Of course I realize now I didn’t make the best choices. A large group of friends from Peace Corps China had planned to rent a large group house together, but the group ended up breaking apart at the last minute and roomie and I were the only ones left with nowhere to go. When I arrived in DC, I was living with a family in VA, new to the city and fresh from an international move, commuting 1.5 hours each way, attending full-time orientation and looking for anyplace to live in the few hours I wasn’t in class or on the subway (he, meanwhile, was on vacation in Europe while I was busting ass looking for a place.) I found this place, the rent was reasonable (includes utilities) and it’s easy for both of us to get to school. The (extremely nice) landlord wanted to sign immediately, and I thought it’d work.
I am rarely home. I take night classes, and I’m at school four days a week. I’m usually out with friends or doing school-activities on the other nights. I figured I could live with anything as long as I had a bed and shower waiting for me at night and some place to study during the days. I also feel like roommate has more than enough time to conduct his private activities when I am not here.

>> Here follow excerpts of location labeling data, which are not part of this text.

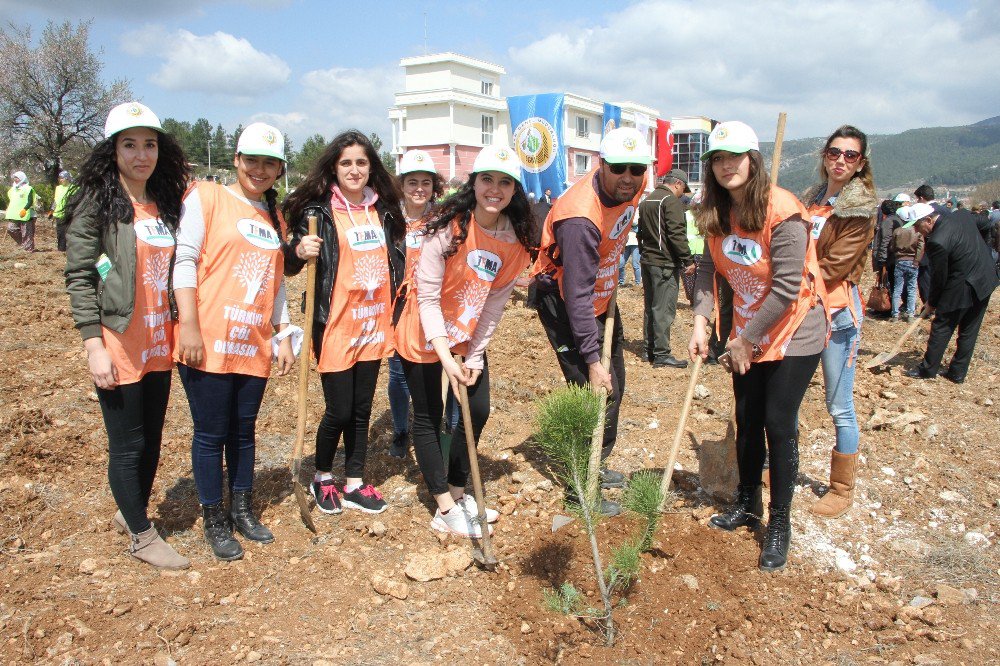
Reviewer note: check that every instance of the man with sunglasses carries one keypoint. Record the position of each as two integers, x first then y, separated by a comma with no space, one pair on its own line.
577,271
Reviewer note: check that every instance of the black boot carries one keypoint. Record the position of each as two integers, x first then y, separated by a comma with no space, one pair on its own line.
241,513
746,512
779,536
219,533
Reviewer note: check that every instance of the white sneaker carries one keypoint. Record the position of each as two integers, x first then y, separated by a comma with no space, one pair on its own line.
468,505
457,522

Roomie is upset he doesn’t have the room, but we are planning on switching halfway through. I’d just do it now, but I take night classes- I often don’t get home from school until 11:30 PM. So I sleep late in the mornings. He wakes up early in the morning and does the breakfast-tv-coffee thing hours before I’m even thinking of waking up and also does a lot of beer’n’TV on the couch. He’d be in the living room often when I was in it. I can avoid ever being in the living room when he is in it- which is what I do.
I’ve proposed a number of ways to make his space more private, and it’s totally possible as we’ve got plenty of tall furniture that could block off the end of the long narrow room. But he refuses to do any of them and apparently prefers to sulk in his bed out in the open. He won’t even hang a curtain. He chose the twin bed because he felt it was more comfortable for him- he never asked which one I wanted, just tried them both out and claimed one.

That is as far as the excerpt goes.